Retrait des forces occidentales dans les conflits: l’Afghanistan parle à l’Afrique

La reprise de Kaboul par les talibans en raison  du départ des troupes américaines de l’Afghanistan vient remettre au goût du jour, la problématique des interventions étrangères dans certains territoires en conflit.

Vingt ans. C’est la période qu’on pourrait juger assez pour une guerre. Mais c’est aussi le temps qu’il a fallu pour voir l’Afghanistan retourner aux mains des talibans malgré l’intervention des forces américaines sur le terrain.

Intervention oui; parce qu’en deux décennies, les éléments du Pentagone ont eu le temps matériel pour combattre les “insurgés” et les réduire à néant. Aussi, de former ou de passer la main à l’armée afghane qui aujourd’hui, est devenue la risée de tous. D’ailleurs, le président américain, Joe Biden, a qualifié cette armée d’incompétente expliquant que “Nous ne pourrons pas aller faire mourir nos hommes en Afghanistan si l’armée afghane n’est pas prête pour mourir”. Il s’agit en effet d’un aveu d’échec pour Washington qui se rend compte vingt ans après sur le sol afghan, que ses militaires ne sont pas prêts à mourir pour l’armée afghane.

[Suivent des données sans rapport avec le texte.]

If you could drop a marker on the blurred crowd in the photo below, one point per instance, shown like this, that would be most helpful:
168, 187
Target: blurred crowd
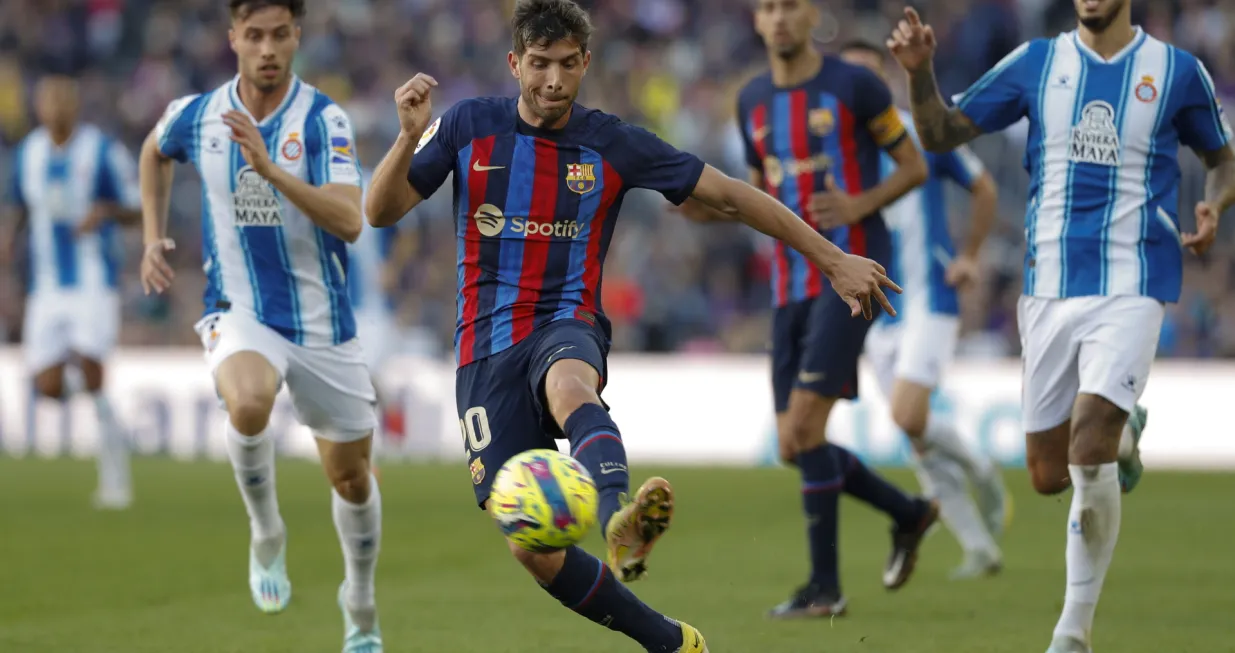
672, 66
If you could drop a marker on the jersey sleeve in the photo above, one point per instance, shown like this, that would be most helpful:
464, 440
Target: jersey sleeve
436, 153
645, 161
998, 99
874, 110
174, 131
961, 166
117, 175
330, 145
1201, 121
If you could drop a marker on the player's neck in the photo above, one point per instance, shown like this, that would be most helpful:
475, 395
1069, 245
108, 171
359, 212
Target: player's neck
258, 103
1110, 41
798, 69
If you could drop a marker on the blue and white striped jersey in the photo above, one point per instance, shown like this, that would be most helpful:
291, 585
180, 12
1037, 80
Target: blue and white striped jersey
1102, 157
58, 187
262, 254
921, 246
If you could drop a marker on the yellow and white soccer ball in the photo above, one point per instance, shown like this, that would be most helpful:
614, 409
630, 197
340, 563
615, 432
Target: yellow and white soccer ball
544, 500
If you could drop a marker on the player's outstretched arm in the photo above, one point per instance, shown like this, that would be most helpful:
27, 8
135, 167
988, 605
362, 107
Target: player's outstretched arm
856, 279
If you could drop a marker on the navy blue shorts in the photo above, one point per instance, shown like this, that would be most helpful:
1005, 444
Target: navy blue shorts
815, 346
500, 399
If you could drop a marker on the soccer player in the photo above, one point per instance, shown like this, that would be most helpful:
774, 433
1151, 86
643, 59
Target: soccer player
539, 183
1107, 106
75, 187
910, 349
814, 130
280, 200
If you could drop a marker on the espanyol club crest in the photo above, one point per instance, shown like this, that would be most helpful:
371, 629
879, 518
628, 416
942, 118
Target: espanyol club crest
581, 177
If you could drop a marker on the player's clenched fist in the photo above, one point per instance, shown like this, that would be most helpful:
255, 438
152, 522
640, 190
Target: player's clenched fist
912, 42
415, 104
857, 279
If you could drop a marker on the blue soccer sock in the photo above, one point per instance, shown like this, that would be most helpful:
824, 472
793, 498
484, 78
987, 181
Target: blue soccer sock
586, 585
821, 484
597, 445
873, 489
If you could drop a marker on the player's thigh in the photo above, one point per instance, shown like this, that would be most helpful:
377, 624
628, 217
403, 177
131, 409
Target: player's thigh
1119, 338
1049, 362
331, 391
498, 415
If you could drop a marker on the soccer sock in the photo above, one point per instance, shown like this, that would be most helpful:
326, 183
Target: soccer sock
1093, 528
944, 480
586, 585
253, 463
821, 484
360, 532
871, 488
597, 445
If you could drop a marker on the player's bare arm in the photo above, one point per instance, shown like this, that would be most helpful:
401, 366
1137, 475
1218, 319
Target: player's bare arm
154, 173
834, 207
855, 279
335, 207
1219, 196
390, 194
939, 127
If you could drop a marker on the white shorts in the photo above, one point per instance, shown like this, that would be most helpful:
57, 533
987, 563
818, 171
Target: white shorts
915, 349
61, 324
330, 386
1094, 346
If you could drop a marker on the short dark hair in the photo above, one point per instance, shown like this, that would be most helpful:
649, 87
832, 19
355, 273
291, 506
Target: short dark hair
243, 9
540, 22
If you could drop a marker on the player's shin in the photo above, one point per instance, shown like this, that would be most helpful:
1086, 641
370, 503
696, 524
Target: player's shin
588, 586
598, 446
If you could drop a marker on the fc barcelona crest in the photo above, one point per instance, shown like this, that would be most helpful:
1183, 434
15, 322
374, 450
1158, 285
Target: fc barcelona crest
820, 121
581, 177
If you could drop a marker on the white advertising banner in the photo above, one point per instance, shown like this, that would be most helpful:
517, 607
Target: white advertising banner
684, 409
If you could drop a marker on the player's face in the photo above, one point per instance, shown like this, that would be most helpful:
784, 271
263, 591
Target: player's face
56, 103
1097, 15
550, 78
867, 59
786, 25
264, 43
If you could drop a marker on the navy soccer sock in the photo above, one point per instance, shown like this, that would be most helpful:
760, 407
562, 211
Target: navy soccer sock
821, 484
873, 489
587, 586
597, 445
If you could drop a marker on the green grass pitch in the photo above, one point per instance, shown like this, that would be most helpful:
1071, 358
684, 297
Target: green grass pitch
169, 575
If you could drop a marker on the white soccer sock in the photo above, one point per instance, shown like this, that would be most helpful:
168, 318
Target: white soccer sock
1093, 530
253, 463
944, 480
360, 533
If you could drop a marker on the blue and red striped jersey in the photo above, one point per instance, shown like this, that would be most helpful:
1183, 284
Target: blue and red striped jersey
535, 211
836, 122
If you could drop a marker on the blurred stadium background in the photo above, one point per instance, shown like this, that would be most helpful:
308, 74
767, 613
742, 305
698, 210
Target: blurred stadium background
690, 315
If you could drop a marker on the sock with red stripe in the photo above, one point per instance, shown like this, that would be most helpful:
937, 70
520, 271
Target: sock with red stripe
821, 484
597, 445
586, 585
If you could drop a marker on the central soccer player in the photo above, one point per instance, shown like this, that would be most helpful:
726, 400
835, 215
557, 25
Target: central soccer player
539, 183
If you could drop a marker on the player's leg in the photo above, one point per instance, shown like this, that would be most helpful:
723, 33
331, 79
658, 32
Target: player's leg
334, 396
248, 363
1118, 341
494, 390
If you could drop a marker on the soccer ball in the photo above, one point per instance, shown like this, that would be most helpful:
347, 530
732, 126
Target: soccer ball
544, 500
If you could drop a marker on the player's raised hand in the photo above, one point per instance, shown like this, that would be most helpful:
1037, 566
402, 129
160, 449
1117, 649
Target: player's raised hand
833, 207
1207, 230
912, 42
860, 279
415, 104
252, 146
156, 273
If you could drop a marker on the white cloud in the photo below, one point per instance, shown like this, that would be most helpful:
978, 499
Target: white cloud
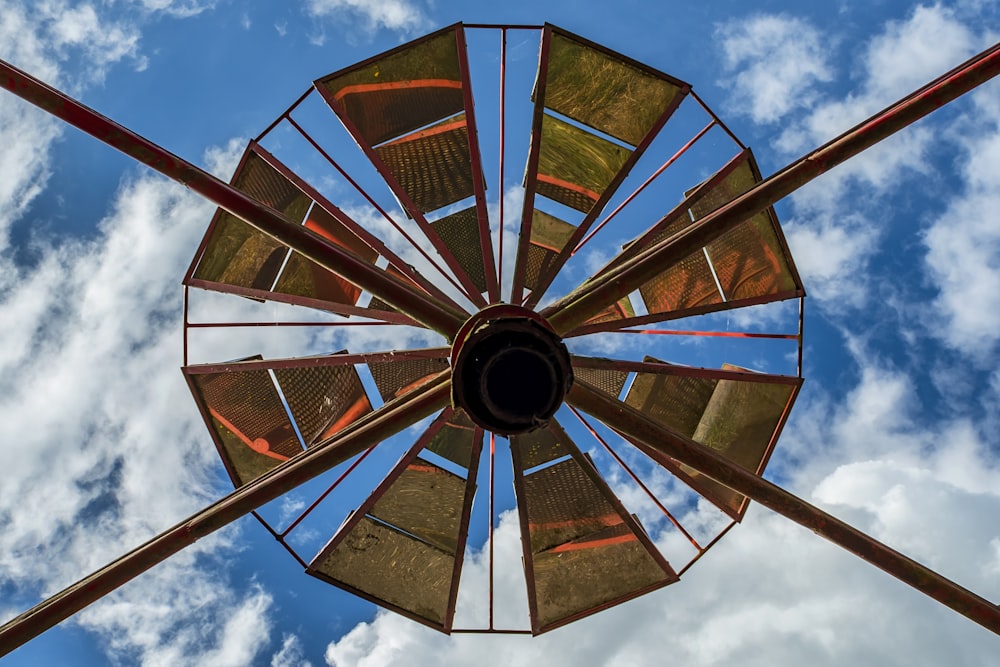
111, 449
963, 243
772, 592
399, 15
291, 653
775, 61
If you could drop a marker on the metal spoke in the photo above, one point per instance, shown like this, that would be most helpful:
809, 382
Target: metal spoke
660, 442
592, 297
354, 439
441, 317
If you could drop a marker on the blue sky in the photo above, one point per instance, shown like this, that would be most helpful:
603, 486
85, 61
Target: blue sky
895, 429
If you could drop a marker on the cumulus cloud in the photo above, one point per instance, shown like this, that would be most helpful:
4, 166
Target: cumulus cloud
772, 592
112, 450
775, 62
963, 243
401, 16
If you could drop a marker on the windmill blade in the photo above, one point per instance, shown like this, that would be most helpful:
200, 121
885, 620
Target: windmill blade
236, 258
737, 412
583, 551
654, 437
748, 265
411, 111
403, 549
263, 412
613, 107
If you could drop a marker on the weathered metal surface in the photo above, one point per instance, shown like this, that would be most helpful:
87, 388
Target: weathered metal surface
661, 441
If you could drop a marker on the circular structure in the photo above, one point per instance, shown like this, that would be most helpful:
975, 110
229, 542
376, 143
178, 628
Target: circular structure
511, 370
607, 141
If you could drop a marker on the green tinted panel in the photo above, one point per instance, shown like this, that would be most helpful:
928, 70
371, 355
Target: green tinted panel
604, 92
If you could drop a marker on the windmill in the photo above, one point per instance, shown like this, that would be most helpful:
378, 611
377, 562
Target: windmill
507, 368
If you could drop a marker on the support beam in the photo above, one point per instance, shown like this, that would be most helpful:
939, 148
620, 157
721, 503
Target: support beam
595, 295
359, 436
659, 442
440, 317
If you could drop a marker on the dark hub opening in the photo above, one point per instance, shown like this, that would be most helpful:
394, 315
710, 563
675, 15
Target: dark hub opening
511, 373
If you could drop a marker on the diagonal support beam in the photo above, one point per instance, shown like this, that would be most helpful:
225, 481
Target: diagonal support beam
443, 318
359, 436
658, 442
593, 296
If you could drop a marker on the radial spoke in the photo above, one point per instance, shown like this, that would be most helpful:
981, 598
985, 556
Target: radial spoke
411, 301
663, 442
359, 436
592, 297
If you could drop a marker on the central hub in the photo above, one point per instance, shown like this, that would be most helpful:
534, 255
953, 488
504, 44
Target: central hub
510, 371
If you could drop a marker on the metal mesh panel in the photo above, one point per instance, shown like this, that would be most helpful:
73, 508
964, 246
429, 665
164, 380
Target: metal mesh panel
604, 92
237, 254
583, 551
460, 233
675, 401
563, 504
249, 419
548, 237
391, 567
538, 447
586, 574
686, 284
402, 91
432, 166
611, 382
455, 440
303, 277
616, 311
323, 399
394, 378
574, 166
403, 553
267, 185
739, 422
538, 264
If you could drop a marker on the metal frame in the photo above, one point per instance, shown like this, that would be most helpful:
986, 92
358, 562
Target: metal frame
566, 316
470, 290
376, 495
366, 432
637, 151
652, 437
590, 298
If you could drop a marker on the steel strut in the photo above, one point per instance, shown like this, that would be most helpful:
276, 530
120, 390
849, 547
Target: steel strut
658, 441
354, 439
438, 316
593, 296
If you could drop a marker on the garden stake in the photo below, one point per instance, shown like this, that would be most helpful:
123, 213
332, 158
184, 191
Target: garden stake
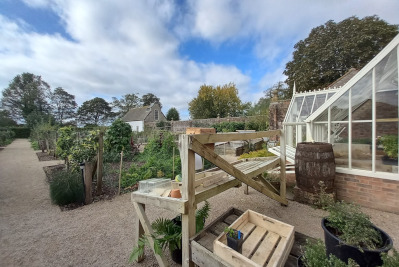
120, 173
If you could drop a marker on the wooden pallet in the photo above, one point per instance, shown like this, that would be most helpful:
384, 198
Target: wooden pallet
202, 243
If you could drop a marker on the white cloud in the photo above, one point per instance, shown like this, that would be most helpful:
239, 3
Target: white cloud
119, 47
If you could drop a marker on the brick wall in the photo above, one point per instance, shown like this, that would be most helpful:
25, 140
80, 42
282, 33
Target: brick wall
375, 193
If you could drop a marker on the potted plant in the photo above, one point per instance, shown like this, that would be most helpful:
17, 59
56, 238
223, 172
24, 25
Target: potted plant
167, 234
314, 255
390, 146
235, 239
349, 233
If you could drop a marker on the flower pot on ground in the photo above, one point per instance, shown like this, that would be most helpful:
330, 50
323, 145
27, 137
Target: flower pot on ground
168, 233
235, 239
349, 233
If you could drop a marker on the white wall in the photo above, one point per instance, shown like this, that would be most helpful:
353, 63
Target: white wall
137, 126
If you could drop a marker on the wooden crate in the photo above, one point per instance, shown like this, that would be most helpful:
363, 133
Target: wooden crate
267, 242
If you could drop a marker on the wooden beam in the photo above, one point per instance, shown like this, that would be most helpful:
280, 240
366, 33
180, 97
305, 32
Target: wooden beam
227, 137
208, 154
148, 230
188, 193
173, 204
213, 191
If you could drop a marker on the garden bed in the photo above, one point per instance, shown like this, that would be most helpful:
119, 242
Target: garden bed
44, 156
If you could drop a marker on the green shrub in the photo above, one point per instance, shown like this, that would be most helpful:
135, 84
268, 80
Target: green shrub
21, 132
117, 137
156, 159
6, 136
66, 188
34, 145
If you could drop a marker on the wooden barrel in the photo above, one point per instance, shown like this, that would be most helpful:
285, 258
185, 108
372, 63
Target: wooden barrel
314, 162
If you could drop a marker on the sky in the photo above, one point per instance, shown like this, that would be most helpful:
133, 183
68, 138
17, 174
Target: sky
104, 48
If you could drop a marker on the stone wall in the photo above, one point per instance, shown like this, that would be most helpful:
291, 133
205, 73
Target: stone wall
180, 126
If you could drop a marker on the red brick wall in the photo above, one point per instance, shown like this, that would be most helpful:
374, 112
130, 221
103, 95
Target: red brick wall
375, 193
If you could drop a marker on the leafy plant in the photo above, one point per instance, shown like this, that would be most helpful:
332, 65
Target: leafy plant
314, 255
168, 233
349, 223
390, 260
66, 187
65, 142
390, 144
117, 137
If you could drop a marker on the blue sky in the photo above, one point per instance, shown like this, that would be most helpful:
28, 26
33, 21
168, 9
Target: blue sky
168, 48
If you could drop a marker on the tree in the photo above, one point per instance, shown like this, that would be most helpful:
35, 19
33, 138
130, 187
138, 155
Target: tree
6, 120
26, 93
64, 105
124, 104
149, 98
94, 111
212, 102
332, 49
173, 114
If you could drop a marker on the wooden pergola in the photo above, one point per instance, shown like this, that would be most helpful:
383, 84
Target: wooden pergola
235, 173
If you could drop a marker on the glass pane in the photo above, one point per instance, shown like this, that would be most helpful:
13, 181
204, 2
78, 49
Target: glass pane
361, 145
293, 117
387, 87
306, 107
339, 109
386, 159
320, 131
361, 93
339, 137
320, 99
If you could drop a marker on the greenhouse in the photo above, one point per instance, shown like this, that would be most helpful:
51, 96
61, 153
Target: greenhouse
360, 118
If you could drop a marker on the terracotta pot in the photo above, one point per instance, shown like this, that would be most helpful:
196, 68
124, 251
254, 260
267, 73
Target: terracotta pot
175, 193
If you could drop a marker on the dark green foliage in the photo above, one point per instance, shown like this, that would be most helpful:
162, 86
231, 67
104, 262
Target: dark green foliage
94, 111
332, 49
66, 188
6, 136
314, 255
173, 114
229, 126
6, 120
167, 234
157, 158
21, 132
390, 260
25, 94
150, 98
64, 105
117, 137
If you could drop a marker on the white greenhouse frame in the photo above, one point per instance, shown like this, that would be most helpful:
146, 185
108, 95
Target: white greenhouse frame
319, 124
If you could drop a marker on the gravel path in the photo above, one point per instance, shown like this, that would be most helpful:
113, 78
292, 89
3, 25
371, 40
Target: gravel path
33, 232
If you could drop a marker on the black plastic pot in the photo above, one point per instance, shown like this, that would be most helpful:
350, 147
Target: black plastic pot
235, 244
365, 258
176, 255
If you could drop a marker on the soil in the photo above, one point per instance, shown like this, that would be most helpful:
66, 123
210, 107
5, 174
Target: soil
33, 232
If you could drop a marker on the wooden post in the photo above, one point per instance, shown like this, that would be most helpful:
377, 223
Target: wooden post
100, 163
140, 233
188, 192
282, 165
120, 173
88, 178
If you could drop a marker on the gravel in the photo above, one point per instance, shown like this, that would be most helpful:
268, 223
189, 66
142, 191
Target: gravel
33, 232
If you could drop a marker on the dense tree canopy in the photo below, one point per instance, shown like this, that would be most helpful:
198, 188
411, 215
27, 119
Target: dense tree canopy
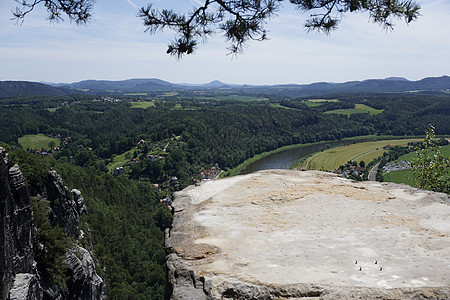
239, 20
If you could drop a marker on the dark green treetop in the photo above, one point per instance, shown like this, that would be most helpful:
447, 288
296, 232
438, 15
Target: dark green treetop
239, 20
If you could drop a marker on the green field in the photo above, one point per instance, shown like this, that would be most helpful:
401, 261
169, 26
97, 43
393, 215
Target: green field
37, 141
401, 176
359, 109
322, 100
136, 94
319, 102
335, 157
142, 104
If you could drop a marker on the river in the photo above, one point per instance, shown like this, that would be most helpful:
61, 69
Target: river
284, 159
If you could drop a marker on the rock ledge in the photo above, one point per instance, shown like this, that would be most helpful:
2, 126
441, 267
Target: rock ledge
282, 234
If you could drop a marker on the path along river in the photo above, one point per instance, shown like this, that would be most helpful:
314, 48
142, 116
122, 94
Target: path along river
284, 159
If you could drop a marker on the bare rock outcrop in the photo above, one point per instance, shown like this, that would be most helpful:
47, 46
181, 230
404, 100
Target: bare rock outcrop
66, 206
19, 276
17, 231
282, 234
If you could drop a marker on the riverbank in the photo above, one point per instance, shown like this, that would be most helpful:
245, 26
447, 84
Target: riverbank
247, 163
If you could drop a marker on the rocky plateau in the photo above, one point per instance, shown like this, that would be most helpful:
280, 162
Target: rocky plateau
282, 234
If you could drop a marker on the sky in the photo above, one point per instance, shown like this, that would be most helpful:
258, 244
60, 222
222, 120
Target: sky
114, 46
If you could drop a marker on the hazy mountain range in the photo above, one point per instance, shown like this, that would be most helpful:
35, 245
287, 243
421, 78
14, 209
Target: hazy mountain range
387, 85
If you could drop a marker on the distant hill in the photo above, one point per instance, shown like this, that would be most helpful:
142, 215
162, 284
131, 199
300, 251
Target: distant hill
147, 85
388, 85
10, 89
129, 85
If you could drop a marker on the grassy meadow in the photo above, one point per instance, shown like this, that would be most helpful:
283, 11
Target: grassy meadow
405, 176
37, 141
333, 158
142, 104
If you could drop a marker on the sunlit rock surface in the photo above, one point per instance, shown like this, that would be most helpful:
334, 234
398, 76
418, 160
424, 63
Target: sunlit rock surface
290, 234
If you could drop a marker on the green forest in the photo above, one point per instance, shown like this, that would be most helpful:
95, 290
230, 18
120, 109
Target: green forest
179, 135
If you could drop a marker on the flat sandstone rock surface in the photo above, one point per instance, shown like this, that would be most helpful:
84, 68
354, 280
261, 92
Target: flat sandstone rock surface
311, 233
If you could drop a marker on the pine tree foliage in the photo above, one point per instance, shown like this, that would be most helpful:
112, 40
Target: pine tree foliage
244, 20
239, 20
78, 11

Pourquoi donc attendre tout ce temps? Oussama Ben Laden a pourtant été tué et le sous-sol afghan pillé au nom de la démocratie. Contre quoi? l’Afghanistan n’a jamais connu de stabilité, ou un environnement où règne cette démocratie à l’occidentale. Attentats à la voiture piégée, attaques et autres formes de violences ont continué à dicter leur loi jusqu’à ce que les talibans reviennent aux affaires suite au  retrait des forces américaines du territoire des opérations.

C’était une volonté de Donald Trump, poursuivie par son successeur à la maison Blanche, Joe Biden. Un retrait peut-être brusque; mais aussi important dans la mesure où il aura permis aux autres foyers de tensions et notamment à l’Afrique, de voir claire dans les opérations d’interventions occidentales.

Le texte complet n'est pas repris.